A research team led by an University of Washington oceanographer has published the largest known set of songs from bowhead whales, the jazz singers of the cetacean tribe.
An analysis of 184 different songs, recorded between 2010 and 2014, finds that bowhead whales swimming in the Arctic Ocean east of Greenland have a surprisingly diverse repertoire of vocalizations.
“If humpback whale song is like classical music, bowheads are jazz,” study lead author Kate Stafford of UW’s Applied Physics Laboratory said in a news release. “The sound is more free form. And when we looked through four winters of acoustic data, not only were there never any song types repeated between years, but each season had a new set of songs.”
Stafford and her colleagues published their findings in today’s issue of Biology Letters. The research follows up on other underwater recording campaigns that Stafford has conducted throughout the world’s oceans, including a six-month listening session that picked up songs from bowhead whales in 2008-2009.
For the follow-up campaign, researchers placed underwater microphones in Fram Strait, an icy region of the Arctic Ocean between Greenland and Norway’s Svalbard Islands. The area is accessible to ships only in late summer, but the researchers stored up songs from three yearlong cycles.
The whales sang regularly in the region from late fall to early spring, and there was slightly more singing as the years wore on.
The diversity and frequency of vocalizations suggest that the population is healthy. That’s a relief, because bowhead whales had been hunted nearly to extinction, and the whales near Greenland are still considered endangered.
Like their better-known humpback cousins, bowhead whales are thought to use vocalizations to attract mates, and perhaps just to show off. The songs could well serve other purposes as well.
“For marine mammals, acoustics is how they do everything,” Stafford explained. “Humans are mostly visual animals, but marine mammals live in a three-dimensional habitat where sound and acoustic information is how they navigate, how they find food, how they communicate.”
When it comes to bowhead whales, little is known about the details: Do only males sing, or do females carry a tune as well? Do whales share songs? And what’s with the jazz-style improvisation?

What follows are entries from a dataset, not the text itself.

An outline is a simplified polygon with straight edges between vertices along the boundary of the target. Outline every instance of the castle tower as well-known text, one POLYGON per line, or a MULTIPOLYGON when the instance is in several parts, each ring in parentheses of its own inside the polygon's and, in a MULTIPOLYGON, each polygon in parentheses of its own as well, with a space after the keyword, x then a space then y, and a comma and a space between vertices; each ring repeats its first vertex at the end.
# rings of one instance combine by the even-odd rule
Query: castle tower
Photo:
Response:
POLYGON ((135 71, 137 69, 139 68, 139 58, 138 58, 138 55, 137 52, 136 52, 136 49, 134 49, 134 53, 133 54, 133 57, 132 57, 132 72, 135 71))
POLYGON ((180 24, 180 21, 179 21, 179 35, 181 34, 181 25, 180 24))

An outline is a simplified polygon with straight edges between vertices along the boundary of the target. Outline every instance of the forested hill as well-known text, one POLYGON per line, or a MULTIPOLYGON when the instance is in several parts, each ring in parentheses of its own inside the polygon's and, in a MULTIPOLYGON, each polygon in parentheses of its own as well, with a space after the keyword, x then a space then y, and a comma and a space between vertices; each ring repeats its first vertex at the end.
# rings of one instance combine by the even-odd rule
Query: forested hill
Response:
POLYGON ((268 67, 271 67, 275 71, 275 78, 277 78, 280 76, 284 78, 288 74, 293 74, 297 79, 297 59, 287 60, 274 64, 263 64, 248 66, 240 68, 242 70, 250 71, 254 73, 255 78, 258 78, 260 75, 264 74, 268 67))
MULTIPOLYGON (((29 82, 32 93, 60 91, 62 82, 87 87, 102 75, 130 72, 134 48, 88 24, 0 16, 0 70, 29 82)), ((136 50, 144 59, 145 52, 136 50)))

“Why are they changing their songs so much?” Stafford said. “In terms of behavioral ecology, it’s this great mystery.”
It may be that song diversity serves as a sign of evolutionary fitness, bumping up the singer’s status for mating or dominance. To help untangle the mystery, researchers are placing radio tags on bowhead whales to get more precise information about all that jazz.
“Bowheads are superlative animals: They can live 200 years, they’ve got the thickest blubber of any whale, the longest baleen, they can break through ice,” Stafford said. “And you think: They’ve evolved to do all these amazing things. I don’t know why they do this remarkable singing, but there must be a reason.”
Stafford’s co-authors for the Biology Letters study, titled “Extreme Diversity in the Songs of Spitsbergen’s Bowhead Whales,” include Christian Lydersen, Kit Kovacs and Øystein Wiig. The research was funded by the Norwegian Polar Institute, the Svalbard Environmental Protection Fund, Svalbard Science Forum, the Fram Centre Incentive Fund and the Norwegian Research Council.